Las ollas que adornaban el mantel entregaban los deliciosos aromas que cuatro viajeros con poco dinero no podían comprar. El sabor de la mandioca, el arroz, el olor a carne de cerdo junto a sus cucharas para que cada uno se sirviese esperaban el rezo. “Junten sus manos y oremos para que llegue platita a esta familia” dijo la matriarca, mientras que entre risas resonaba el amén.
Tras comer todos juntos, en el patio las sillas y los cigarros nos esperaban antes de ir a buscar pasajes rumbo a Asunción. Ahí, entendimos que el yerno seguía las acciones que el hombre con aspecto de Clint Eastwood brasileño ordenaba para mantener el negocio. Quizás, fue la frase del suegro de Gerardo mientras fumábamos, la que dejó claro todo: “Si vienes a este mundo y no piensas en dinero, te mueres”, sobre todo si vives en una ciudad donde la droga paga campañas presidenciales.

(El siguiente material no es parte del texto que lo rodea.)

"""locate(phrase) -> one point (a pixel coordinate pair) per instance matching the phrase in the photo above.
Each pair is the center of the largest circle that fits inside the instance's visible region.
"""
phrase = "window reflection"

Cerca de las cinco de la tarde, luego de una sobre mesa para el recuerdo, Gerardo ofreció dejarnos en el terminal para tomar el bus de las 5. Pese a que no lo pedimos, dejó un par de guaraníes en cada bolsillo de los viajeros. Quien diría que en el lugar donde reina la impunidad y la corrupción, encontraríamos esa sensación de estar en casa.